An extensive list of creditors hoping to get back a piece of crippled crypto exchange FTX and its family of companies was published late on Wednesday.
The 116-page document filed to the U.S. Bankruptcy Court District of Delaware shows an extensive overview of who FTX owes money to, including industry players, banks, law firms and companies the failed crypto empire had a commercial partnership with.
Companies that offered their services to bankrupt crypto exchange FTX are included on the creditor list, which lists vendors as well as business partners. Digital service providers are joining the line to get back a piece of their funds, including giants like Amazon Web Services, Apple, Meta Platforms, LinkedIn, Twitter, Netflix and Adobe.
From the crypto industry, names like Coinbase, Binance Capital Management, Chainalysis, Yuga Labs, Doodles, BlockFi and Silvergate Bank made the list. News publications include The Wall Street Journal, CoinDesk and Benzinga.
Creditors also included star athletes, like Tampa Bay Buccaneers Quarterback Tom Brady and David Ortiz, the former designated hitter for the Boston Red Sox. Brady and Ortiz have also been targeted in a separate class action lawsuit over their paid endorsement of the failed crypto company. Other businesses on the creditor list included the Coachella music festival, Carbone’s Miami Beach restaurant and the posh Nobu Hotel.

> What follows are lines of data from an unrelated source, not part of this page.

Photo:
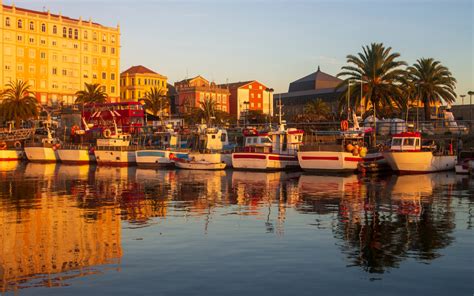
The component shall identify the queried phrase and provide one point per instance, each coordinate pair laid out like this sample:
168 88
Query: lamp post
270 91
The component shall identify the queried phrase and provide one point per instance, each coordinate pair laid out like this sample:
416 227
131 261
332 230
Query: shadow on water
61 222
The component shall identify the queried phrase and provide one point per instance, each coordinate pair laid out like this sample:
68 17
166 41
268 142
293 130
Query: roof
51 14
139 70
315 81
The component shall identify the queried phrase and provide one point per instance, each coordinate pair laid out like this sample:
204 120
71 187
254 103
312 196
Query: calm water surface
78 230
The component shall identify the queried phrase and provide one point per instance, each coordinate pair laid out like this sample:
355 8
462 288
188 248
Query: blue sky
277 42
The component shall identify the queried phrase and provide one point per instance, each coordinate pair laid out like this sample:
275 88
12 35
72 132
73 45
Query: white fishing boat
408 155
44 149
337 151
275 150
161 150
199 165
465 162
11 147
211 144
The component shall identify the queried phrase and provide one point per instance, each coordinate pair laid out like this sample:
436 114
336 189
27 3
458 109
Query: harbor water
89 230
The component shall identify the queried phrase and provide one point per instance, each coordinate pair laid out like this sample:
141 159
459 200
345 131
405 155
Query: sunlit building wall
56 54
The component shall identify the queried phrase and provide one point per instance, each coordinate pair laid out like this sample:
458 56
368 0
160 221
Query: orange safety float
344 125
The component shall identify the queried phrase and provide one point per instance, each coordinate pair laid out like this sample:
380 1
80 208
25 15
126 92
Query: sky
277 42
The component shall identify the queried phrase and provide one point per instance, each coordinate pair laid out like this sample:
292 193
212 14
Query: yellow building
56 55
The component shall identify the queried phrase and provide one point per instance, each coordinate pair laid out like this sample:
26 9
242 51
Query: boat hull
75 156
11 155
212 157
200 166
331 161
115 157
157 158
41 154
419 161
263 161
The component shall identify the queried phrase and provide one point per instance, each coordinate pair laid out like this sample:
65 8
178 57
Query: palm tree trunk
426 106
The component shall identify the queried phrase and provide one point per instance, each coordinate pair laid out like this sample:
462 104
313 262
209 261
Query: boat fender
107 133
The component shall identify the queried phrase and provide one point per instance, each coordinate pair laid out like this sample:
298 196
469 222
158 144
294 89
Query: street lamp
270 91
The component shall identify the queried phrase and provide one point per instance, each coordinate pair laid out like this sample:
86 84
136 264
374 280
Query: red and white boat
337 152
274 150
408 155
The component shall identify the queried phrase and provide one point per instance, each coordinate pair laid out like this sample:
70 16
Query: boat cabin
406 141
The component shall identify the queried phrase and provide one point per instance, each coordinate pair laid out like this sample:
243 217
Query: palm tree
156 101
432 82
379 72
316 110
18 103
92 94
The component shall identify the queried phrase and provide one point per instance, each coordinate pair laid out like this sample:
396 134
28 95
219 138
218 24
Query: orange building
190 92
249 95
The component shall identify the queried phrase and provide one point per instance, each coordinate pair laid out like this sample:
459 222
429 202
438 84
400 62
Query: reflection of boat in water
323 185
74 171
42 170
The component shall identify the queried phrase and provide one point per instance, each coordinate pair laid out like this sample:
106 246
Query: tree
92 94
18 103
156 101
433 83
379 72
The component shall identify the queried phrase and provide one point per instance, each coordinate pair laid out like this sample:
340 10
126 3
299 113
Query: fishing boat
160 150
11 142
465 162
275 150
115 149
43 149
211 144
337 152
409 155
193 164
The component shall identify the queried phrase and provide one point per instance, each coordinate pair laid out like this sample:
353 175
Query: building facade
317 85
137 80
190 92
249 96
56 54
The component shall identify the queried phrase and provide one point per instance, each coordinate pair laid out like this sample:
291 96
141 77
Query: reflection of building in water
396 221
260 192
52 235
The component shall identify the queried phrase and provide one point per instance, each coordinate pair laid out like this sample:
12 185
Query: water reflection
62 221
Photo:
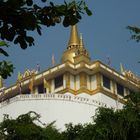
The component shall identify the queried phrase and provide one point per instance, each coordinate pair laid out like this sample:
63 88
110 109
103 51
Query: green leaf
3 43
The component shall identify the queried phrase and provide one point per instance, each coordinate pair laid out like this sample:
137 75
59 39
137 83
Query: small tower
75 52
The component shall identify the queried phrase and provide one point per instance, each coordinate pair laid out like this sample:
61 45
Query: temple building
70 91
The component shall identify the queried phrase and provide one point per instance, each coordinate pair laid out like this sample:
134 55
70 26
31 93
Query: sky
104 33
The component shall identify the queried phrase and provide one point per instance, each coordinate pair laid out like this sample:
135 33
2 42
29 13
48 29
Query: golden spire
74 38
81 42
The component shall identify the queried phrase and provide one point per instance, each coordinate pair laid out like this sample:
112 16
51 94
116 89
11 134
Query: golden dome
75 48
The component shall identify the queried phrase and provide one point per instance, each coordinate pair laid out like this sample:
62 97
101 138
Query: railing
61 97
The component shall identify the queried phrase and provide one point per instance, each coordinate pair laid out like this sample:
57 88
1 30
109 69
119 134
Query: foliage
6 68
25 128
135 32
19 17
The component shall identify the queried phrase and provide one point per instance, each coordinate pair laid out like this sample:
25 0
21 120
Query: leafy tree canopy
18 17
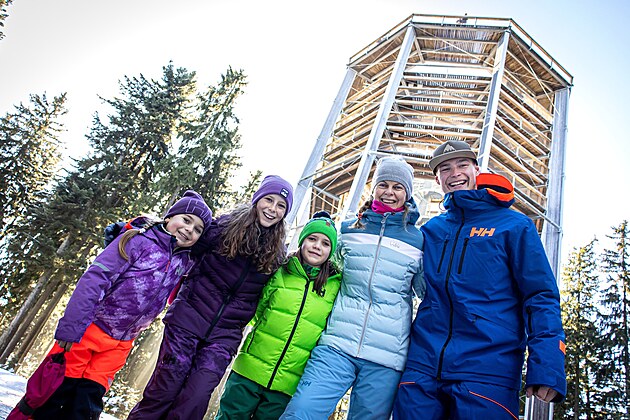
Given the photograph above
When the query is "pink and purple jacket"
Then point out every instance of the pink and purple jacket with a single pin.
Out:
(124, 297)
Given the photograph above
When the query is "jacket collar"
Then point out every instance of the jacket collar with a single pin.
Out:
(412, 214)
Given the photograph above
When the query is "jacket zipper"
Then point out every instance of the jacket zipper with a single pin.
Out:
(286, 346)
(228, 298)
(442, 256)
(376, 254)
(143, 312)
(461, 259)
(448, 294)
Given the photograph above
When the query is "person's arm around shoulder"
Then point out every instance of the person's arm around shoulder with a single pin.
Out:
(267, 292)
(546, 377)
(90, 290)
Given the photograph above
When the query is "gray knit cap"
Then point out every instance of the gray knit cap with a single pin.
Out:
(394, 168)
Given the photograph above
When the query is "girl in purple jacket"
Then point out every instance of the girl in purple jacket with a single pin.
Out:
(204, 325)
(124, 289)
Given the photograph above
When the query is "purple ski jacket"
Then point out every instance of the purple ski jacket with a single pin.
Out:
(123, 297)
(220, 295)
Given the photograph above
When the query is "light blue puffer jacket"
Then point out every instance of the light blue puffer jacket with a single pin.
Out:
(371, 318)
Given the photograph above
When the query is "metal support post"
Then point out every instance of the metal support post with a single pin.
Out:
(367, 158)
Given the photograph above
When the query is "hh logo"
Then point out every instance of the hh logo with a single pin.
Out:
(481, 232)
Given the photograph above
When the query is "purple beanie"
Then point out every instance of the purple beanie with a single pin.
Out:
(273, 184)
(192, 203)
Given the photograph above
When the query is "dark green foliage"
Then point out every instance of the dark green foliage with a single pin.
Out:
(207, 156)
(580, 314)
(613, 377)
(159, 138)
(30, 152)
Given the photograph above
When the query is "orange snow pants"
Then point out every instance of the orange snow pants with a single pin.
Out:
(96, 357)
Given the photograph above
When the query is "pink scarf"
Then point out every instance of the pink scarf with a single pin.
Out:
(380, 208)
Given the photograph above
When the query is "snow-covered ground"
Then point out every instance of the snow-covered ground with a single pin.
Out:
(11, 390)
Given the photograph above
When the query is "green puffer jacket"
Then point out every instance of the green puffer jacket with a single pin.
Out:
(288, 322)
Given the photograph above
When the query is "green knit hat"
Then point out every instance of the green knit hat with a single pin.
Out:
(320, 223)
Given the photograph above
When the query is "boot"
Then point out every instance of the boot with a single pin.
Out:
(59, 403)
(88, 402)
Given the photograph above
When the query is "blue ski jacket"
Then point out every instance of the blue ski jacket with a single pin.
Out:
(490, 295)
(382, 262)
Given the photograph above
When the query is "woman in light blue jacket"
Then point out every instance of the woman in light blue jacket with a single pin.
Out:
(365, 342)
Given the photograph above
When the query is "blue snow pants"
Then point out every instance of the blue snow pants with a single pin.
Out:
(329, 374)
(421, 396)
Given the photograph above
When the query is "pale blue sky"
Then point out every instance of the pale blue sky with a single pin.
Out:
(295, 55)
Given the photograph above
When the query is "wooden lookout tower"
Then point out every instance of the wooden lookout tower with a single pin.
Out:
(433, 78)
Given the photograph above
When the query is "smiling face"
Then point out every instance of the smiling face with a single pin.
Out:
(186, 228)
(390, 193)
(457, 174)
(315, 249)
(271, 209)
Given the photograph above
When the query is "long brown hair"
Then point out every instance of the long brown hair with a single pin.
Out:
(126, 237)
(326, 270)
(245, 236)
(367, 205)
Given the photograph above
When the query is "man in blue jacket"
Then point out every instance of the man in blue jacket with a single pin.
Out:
(490, 296)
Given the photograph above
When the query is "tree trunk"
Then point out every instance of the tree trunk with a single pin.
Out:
(19, 319)
(27, 320)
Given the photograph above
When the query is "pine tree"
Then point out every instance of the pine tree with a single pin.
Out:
(209, 141)
(580, 313)
(614, 373)
(30, 152)
(59, 235)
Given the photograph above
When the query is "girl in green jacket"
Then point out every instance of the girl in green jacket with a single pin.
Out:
(290, 317)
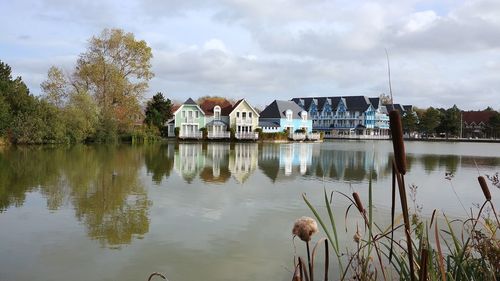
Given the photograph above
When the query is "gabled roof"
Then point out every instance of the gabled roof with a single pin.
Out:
(477, 116)
(241, 101)
(357, 103)
(190, 101)
(278, 108)
(208, 106)
(175, 107)
(353, 103)
(268, 124)
(375, 102)
(395, 106)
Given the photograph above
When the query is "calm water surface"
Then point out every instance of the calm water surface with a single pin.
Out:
(197, 211)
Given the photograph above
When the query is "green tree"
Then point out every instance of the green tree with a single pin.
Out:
(5, 116)
(494, 124)
(450, 121)
(115, 70)
(430, 120)
(55, 87)
(158, 111)
(82, 117)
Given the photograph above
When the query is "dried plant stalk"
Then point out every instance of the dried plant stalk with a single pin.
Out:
(484, 187)
(397, 141)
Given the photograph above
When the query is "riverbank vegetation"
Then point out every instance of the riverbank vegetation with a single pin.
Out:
(441, 122)
(415, 249)
(99, 101)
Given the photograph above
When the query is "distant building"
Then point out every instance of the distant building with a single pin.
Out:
(285, 115)
(217, 118)
(476, 124)
(189, 118)
(348, 115)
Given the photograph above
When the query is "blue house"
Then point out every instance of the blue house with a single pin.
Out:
(285, 115)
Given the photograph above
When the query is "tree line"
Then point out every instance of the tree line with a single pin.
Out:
(99, 101)
(440, 122)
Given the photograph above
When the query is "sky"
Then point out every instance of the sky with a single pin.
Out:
(441, 52)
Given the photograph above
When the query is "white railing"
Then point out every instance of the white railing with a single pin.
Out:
(298, 136)
(190, 135)
(247, 135)
(313, 136)
(218, 135)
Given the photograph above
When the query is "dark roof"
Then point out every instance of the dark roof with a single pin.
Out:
(268, 124)
(208, 106)
(190, 101)
(408, 107)
(477, 116)
(357, 103)
(175, 107)
(278, 108)
(395, 106)
(375, 102)
(353, 103)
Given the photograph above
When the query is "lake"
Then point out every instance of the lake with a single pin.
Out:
(204, 211)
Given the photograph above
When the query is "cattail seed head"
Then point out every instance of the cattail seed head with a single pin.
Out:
(397, 140)
(305, 227)
(358, 202)
(484, 187)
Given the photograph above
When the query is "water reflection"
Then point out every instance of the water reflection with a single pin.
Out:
(107, 191)
(101, 183)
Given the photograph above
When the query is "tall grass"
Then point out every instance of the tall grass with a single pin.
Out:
(466, 249)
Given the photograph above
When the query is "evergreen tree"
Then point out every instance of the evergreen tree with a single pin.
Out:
(158, 111)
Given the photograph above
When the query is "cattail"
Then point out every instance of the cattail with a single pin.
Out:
(358, 202)
(423, 266)
(484, 187)
(305, 227)
(397, 140)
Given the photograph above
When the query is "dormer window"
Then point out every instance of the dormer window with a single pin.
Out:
(304, 115)
(217, 112)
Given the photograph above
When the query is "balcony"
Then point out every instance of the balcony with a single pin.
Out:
(246, 136)
(190, 120)
(313, 136)
(190, 135)
(218, 135)
(297, 136)
(244, 121)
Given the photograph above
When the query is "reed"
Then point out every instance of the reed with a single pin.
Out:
(473, 253)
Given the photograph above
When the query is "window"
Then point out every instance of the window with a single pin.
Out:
(217, 112)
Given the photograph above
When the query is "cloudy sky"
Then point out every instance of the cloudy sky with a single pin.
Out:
(441, 52)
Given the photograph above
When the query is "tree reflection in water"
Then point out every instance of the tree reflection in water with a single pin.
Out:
(101, 183)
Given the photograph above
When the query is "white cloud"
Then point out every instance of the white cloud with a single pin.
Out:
(442, 52)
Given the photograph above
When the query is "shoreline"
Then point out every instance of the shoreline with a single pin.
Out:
(465, 140)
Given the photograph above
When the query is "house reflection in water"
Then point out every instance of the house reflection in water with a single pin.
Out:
(189, 160)
(216, 168)
(217, 162)
(243, 160)
(295, 155)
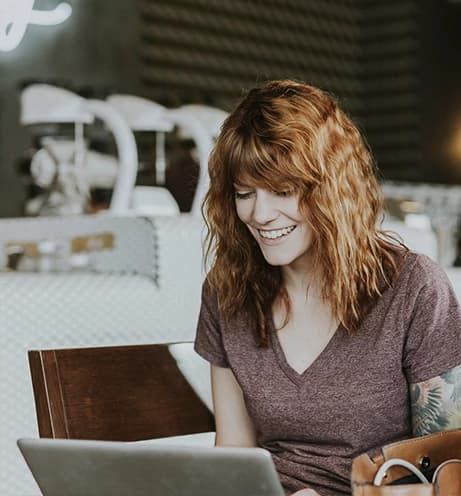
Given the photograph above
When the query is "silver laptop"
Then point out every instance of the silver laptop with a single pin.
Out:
(69, 467)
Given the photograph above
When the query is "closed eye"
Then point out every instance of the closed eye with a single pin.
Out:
(284, 193)
(242, 195)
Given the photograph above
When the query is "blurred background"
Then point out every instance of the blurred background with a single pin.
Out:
(393, 65)
(110, 107)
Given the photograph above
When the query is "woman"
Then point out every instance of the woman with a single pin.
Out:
(327, 338)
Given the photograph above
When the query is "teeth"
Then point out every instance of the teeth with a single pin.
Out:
(277, 233)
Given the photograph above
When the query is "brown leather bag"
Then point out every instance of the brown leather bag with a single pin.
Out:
(401, 467)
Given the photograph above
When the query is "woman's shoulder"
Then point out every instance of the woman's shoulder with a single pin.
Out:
(418, 270)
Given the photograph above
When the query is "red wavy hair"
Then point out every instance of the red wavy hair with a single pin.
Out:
(289, 135)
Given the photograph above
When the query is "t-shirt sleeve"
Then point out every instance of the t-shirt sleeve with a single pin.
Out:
(208, 339)
(433, 341)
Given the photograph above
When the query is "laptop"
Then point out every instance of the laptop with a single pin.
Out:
(71, 467)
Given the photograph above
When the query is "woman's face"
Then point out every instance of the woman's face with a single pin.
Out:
(274, 220)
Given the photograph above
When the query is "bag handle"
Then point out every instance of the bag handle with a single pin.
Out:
(381, 473)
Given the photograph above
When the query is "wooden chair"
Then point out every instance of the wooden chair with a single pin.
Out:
(119, 393)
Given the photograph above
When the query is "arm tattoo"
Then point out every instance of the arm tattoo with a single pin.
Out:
(436, 403)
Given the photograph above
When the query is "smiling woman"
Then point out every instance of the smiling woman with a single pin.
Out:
(306, 295)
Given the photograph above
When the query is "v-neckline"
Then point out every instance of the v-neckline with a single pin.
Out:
(295, 376)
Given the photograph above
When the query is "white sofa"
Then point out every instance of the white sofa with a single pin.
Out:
(145, 290)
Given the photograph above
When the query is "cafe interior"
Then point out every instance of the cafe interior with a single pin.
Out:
(108, 111)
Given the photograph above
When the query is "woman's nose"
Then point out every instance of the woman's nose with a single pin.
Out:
(264, 209)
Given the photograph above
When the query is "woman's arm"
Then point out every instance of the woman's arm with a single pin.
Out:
(436, 403)
(233, 424)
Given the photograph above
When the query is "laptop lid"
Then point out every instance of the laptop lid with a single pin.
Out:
(70, 467)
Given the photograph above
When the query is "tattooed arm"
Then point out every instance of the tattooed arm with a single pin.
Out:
(436, 403)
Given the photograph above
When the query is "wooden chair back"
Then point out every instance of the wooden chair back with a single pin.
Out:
(119, 393)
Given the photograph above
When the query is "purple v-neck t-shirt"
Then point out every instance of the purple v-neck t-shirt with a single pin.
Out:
(354, 397)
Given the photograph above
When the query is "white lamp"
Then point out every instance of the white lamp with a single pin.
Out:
(15, 15)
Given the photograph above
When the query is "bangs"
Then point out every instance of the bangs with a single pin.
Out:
(260, 163)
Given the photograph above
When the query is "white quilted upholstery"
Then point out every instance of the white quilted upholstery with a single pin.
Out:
(149, 291)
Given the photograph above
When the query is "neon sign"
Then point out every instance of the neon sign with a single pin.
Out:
(16, 15)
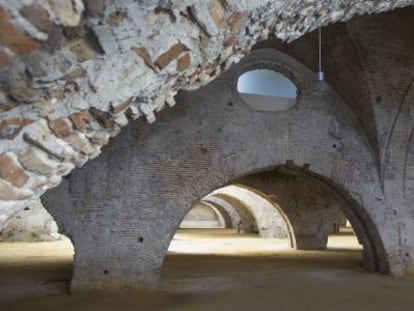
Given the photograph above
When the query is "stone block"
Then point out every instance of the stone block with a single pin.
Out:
(61, 127)
(5, 58)
(164, 59)
(235, 21)
(81, 120)
(13, 38)
(69, 12)
(33, 161)
(80, 143)
(38, 16)
(106, 40)
(94, 7)
(11, 171)
(183, 62)
(143, 53)
(9, 129)
(8, 192)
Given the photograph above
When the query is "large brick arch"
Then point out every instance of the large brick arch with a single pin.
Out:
(122, 209)
(312, 202)
(71, 80)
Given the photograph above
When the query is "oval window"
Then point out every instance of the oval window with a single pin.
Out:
(267, 90)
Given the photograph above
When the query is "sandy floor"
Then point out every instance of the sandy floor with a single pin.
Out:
(224, 271)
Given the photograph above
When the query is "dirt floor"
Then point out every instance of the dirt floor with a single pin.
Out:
(211, 270)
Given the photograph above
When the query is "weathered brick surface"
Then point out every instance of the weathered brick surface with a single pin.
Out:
(374, 76)
(38, 16)
(145, 182)
(167, 57)
(14, 38)
(61, 127)
(10, 171)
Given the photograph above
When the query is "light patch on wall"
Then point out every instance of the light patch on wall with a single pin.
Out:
(267, 90)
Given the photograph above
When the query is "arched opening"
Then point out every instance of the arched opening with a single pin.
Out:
(308, 214)
(203, 215)
(266, 90)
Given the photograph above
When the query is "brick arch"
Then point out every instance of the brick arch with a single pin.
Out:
(122, 209)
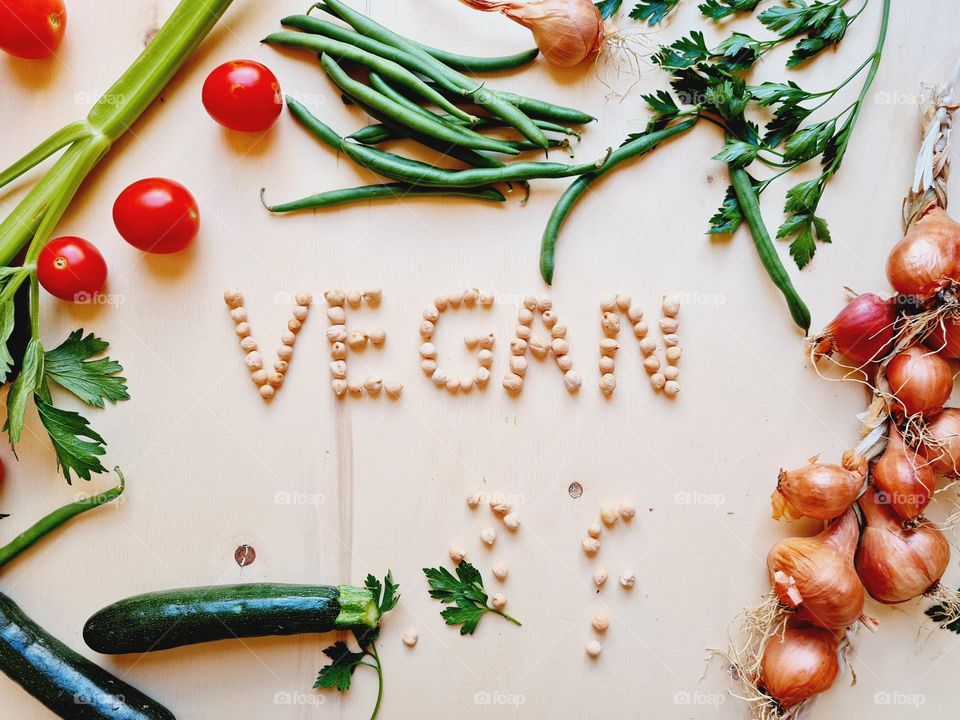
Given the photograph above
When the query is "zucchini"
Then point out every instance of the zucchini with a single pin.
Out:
(174, 618)
(63, 680)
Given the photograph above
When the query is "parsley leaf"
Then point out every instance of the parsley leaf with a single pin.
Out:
(653, 12)
(608, 8)
(464, 596)
(93, 381)
(339, 673)
(67, 431)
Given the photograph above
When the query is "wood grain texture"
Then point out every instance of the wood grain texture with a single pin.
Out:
(327, 491)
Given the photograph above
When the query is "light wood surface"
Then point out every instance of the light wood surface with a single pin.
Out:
(328, 491)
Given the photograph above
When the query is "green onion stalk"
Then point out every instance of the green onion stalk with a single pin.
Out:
(33, 220)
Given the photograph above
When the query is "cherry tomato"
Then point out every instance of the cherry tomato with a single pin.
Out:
(71, 268)
(32, 28)
(157, 215)
(243, 95)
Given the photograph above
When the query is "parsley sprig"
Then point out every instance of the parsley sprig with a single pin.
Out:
(344, 661)
(464, 595)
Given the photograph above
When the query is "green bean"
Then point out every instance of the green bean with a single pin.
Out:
(419, 123)
(467, 63)
(636, 147)
(351, 53)
(388, 191)
(413, 172)
(490, 101)
(750, 209)
(462, 63)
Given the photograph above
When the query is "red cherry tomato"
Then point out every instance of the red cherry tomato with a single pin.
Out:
(71, 268)
(32, 28)
(156, 215)
(243, 95)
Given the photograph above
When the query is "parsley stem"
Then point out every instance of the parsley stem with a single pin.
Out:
(51, 522)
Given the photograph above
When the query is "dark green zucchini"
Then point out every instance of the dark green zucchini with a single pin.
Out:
(173, 618)
(67, 683)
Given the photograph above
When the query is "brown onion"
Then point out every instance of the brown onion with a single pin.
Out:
(568, 32)
(862, 331)
(928, 257)
(920, 380)
(904, 477)
(941, 443)
(816, 576)
(818, 491)
(895, 563)
(798, 664)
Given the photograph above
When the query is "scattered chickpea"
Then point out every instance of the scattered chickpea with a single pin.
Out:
(393, 388)
(669, 325)
(334, 297)
(670, 305)
(518, 364)
(608, 383)
(591, 546)
(609, 515)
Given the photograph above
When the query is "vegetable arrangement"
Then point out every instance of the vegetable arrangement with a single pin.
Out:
(176, 618)
(393, 95)
(71, 267)
(878, 542)
(709, 84)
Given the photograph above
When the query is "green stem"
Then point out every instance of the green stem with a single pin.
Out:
(750, 208)
(57, 518)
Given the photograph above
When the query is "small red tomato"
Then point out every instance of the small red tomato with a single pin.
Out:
(157, 215)
(243, 95)
(71, 268)
(32, 28)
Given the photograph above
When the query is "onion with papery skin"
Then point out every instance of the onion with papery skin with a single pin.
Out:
(895, 563)
(904, 477)
(927, 259)
(920, 380)
(862, 331)
(815, 575)
(568, 32)
(818, 491)
(798, 664)
(941, 442)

The prime minister of the Bahamas, other governmental offices for the island nation, as well as U.S. state tax, consumer affairs, and attorney general offices were also listed.
Individual retail FTX users were not included in the list. While the document does not break down the amounts owed to creditors, it was previously revealed that FTX owes more than $3 billion to its top 50 creditors, many of whom are institutional investors.
The U.S. Trustee overseeing the FTX bankruptcy was interested in appointing an examiner to add transparency to the case. Investigate the collapse of FTX could cost nearly $100 million, FTX debtors argued in a document filed on Wednesday, arguing it would “provide no benefit” to creditors.
Disclaimer: The former CEO and majority shareholder of The Block has disclosed a series of loans from former FTX and Alameda founder Sam Bankman-Fried.